Why would a small business less than 5-years old and doing well boast of not being able to meet demand? The main reason given is that their products are of good quality and in high demand. What happened to expansion to produce more and take advantage of the pull? The above scenario can go on for months without any clear attempt to expand – until an external competitor comes in with similar products, drives sales with increased volumes and sinks such small-thinking small businesses in the process.
No Business is Invincible
Innovation is not static. The magical formulation today becomes the base for a higher formulation a few days down the line. Today, Google and other social media outlets such as YouTube offer many tutorials on various topics – such that people have started businesses not from formal classrooms but from social media. This reality should be good enough to inform young entrepreneurs not to be complacent.
The Excuses
The high cost of borrowing from traditional financial institutions is a deterrent they’ll say. Production is kept at a minimum; marketing activities are almost non-existent; and investment into sales outlets is hardly discussed. The reason they give: investing in sales and marketing activities will lead to a soaring in demand of such products but there’ll be no capacity to meet the huge demand. This defeats the essence of establishing a business, and hence a good strategy is rather needed to take advantage of this high demand for products.
Reversing the Trend
Owners of such promising businesses should strongly consider the option of going into partnership to take advantage of market demand hikes. Joining forces with partners in the same business has the potential of creating a bigger company that has the capability of outstripping demand, and even creating new markets.

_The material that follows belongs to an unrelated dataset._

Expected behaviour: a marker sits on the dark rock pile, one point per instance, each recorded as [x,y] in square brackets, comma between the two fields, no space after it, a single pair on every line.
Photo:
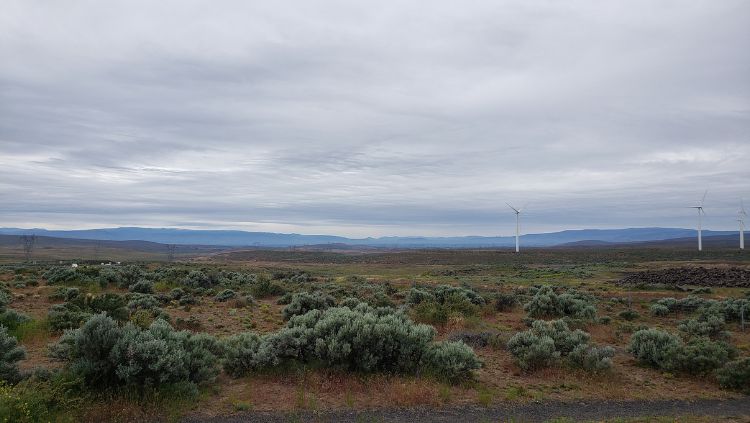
[696,276]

Last but not least, owners of such small business should pursue injections of investment in the form of equity. At a recent investment forum by a EU project hosted by the Association of Ghana Industries, it was revealed that there are quite a sizeable number of equity investors in Ghana with millions of dollars ready to be injected into profitable businesses in the form of equity. The period of owning 100% of your business is long gone, especially when you have a profitable business with great products which are in high demand but not available because lacking production capacity.